Кризис будущего – это обычно кризис связи с истоком. Обретенное будущее – возобновление связи, переживаемое как культурная константа. И за эту связь с праистоком обычно отвечают… шаманы, поэты, пророки. В разных культурах по-разному. Вот и сейчас в «Словаре» Седаковой нам предлагается обновить те понятия, которым вновь грозит истощение и лишение сил. Однако, как и любую модерную поэму, этот словарь надо уметь читать. А читать – значит отправлять себя в плавание, отдавать себя игре сил, не зная, что в итоге выйдет. Я предлагаю некоторые правила чтения – из тех, что испытала на себе.
В том возрасте, когда мы прозреваем в Именах образ непознаваемого, который сами же в них вложили, они по-прежнему означают для нас и реальное место, тем самым заставляя нас приравнять одно к другому, – и вот в каком-нибудь городе мы ищем душу, а ее там нет и быть не может, но мы уже бессильны изгнать ее из имени этого места…

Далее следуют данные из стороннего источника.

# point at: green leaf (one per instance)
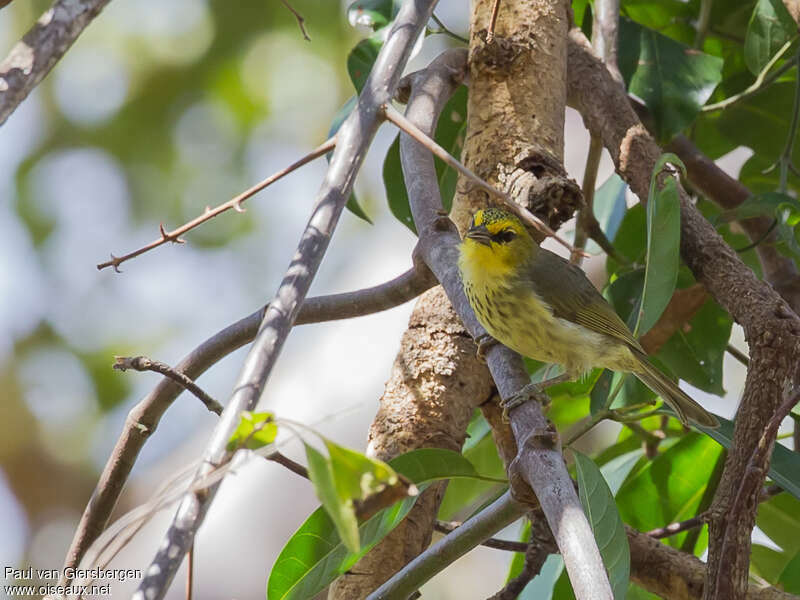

Марсель Пруст. Сторона Германтов [2]
Скромная, простая задача: взять слова из серии «ложных друзей переводчика», те, что при чтении церковнославянского текста богослужения кажутся нам понятными. Современный читатель образован и самостоятелен, и с тем, что ему откровенно неясно, легко справится. Но вот вопрос – что ты можешь сам? Сам ты полезешь в словарь – за точно незнакомым словом. Точно незнакомое – это «знак» того, что может стать знакомым. Но гораздо труднее работать с заведомо «понятным»: нужна наука само-недоверия, экспертиза сомнения, прозревающая невозможность ухватить истину в первом слое. Читаешь поэтическую строку или назидательное изречение и понимаешь, что ты не знаешь и не чувствуешь слов, не понимаешь, куда смотреть, а тот странный эффект, то впечатление, которое эти строки уже оказывают на тебя, раскапывать придется, как Шлиману – Трою, на одной вере, что она там есть. В церковнославянском языке – как в хорошем детективе – сомнение ценно там, где все выглядит гладко. И любая ясность – только повод для поиска сокрытого.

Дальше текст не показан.